Tanpa menjawab, keduanya mulai beraksi dengan menendang peralatan masak yang baru saja dibersihkan.


Dengan gerakan meliuk, Arga berhasil membekuk seorang lawan dan akhirnya dia memberikan pukulan telak di ulu hatinya.


Satu lawan tersungkur dan tidak sadarkan diri dan satu lagi berhasil dibekuk oleh pengawal Fras.


Pengawal Fras menginterogasi, menanyakan siapa yang meminta keduanya untuk membuat kerusakan disana.


Pengawal itupun bungkam, dia memilih dihajar dan ditampar daripada memberitahu siapa dalang dibalik kerusuhan itu.


Arga yang merasa kesal, menarik pengawal itu dan memberikan pukulan di dada serta perut.


"Kalian masih juga belum mau mengaku! Jangan salahkan kami jika memberikan penyiksaan yang lebih kejam."

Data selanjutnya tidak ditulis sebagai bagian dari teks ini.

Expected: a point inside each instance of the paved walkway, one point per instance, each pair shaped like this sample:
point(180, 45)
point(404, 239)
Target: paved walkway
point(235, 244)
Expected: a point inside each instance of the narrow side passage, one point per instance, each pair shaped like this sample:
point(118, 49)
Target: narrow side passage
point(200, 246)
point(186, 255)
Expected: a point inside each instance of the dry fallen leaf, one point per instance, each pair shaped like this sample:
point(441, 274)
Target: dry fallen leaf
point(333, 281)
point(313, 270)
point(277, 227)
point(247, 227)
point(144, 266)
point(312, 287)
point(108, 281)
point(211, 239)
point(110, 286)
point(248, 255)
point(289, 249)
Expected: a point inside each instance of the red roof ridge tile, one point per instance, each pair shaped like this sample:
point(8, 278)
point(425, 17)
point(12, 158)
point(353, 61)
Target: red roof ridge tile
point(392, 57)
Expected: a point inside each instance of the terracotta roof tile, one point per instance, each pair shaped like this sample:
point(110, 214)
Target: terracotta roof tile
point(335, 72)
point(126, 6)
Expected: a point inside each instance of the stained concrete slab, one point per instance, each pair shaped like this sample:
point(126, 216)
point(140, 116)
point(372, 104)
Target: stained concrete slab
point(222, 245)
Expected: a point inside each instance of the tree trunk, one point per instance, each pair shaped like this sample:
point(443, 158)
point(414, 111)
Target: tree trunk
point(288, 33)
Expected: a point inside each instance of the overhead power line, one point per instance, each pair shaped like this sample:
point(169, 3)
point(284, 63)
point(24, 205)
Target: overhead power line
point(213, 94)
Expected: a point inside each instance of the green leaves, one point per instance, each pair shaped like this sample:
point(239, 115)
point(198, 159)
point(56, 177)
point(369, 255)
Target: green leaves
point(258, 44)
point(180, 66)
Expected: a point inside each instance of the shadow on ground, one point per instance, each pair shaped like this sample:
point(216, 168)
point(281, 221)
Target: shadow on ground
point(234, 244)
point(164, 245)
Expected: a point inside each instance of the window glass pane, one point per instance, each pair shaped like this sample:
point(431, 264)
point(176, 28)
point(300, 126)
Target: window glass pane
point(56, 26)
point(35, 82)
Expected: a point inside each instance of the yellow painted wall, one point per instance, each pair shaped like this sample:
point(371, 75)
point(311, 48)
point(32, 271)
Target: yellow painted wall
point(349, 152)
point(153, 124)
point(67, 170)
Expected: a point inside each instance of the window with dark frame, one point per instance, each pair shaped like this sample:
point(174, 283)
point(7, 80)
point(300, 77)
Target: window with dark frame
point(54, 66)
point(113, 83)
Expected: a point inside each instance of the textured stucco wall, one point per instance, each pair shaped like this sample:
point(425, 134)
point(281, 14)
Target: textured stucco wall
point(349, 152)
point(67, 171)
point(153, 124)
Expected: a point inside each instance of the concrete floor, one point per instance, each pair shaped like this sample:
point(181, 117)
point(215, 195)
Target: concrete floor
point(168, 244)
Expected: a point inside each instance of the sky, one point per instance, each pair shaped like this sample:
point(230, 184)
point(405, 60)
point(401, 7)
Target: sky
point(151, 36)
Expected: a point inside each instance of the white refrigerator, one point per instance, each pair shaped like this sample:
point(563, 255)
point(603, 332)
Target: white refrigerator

"Dir, tolong kamu ambil, pisau dan jeruk nipis di sana, aku ingin tahu seberapa pemberaninya mereka melawan dua benda itu!"


Dirta pun bergegas menuju dapur, dia mencari apa yang Arga minta.


Setelah mendapatkannya, Arga pun meminta pengawal untuk menggores sedikit tubuh keduanya dan Arga sudah memotong jeruk asam untuk mengucuri luka tersebut.


Membayangkan saja sudah ngeri, apalagi sampai hal itu benar dilakukan oleh Arga.


Pengawal Fras menarik tubuh pengawal dan menggores lengannya. Seketika darah mengucur ke lantai dan jeritan pun terdengar saat air jeruk asam itupun mengenai lukanya.


Pengawal Gisella memohon ampun dan minta dilepaskan, tapi Arga tidak mengindahkan permintaan itu sebelum mereka mengaku.


Kembali siksaan dilakukan dan kali ini jeritan terdengar lebih memilukan, akhirnya pengawal itupun menyerah dan berjanji akan mengatakan siapa yang memerintahkan mereka untuk melakukan pengerusakan warung kuliner Mirna.


Arga memberi kode agar pengawal Fras melepaskan cengkeraman tangannya, lalu Arga mencengkeram rahang orang tersebut sambil berkata lantang.


"Sekarang katakan, siapa yang telah menyuruh kalian! Ayo cepat, sebelum aku menyayat wajah ini satu persatu dan mengucurkan air jeruk ke semua luka!"


Akhirnya mereka pun mengaku jika Gisella yang meminta untuk menghancurkan warung kuliner itu sebelum acara pembukaan besok dilakukan.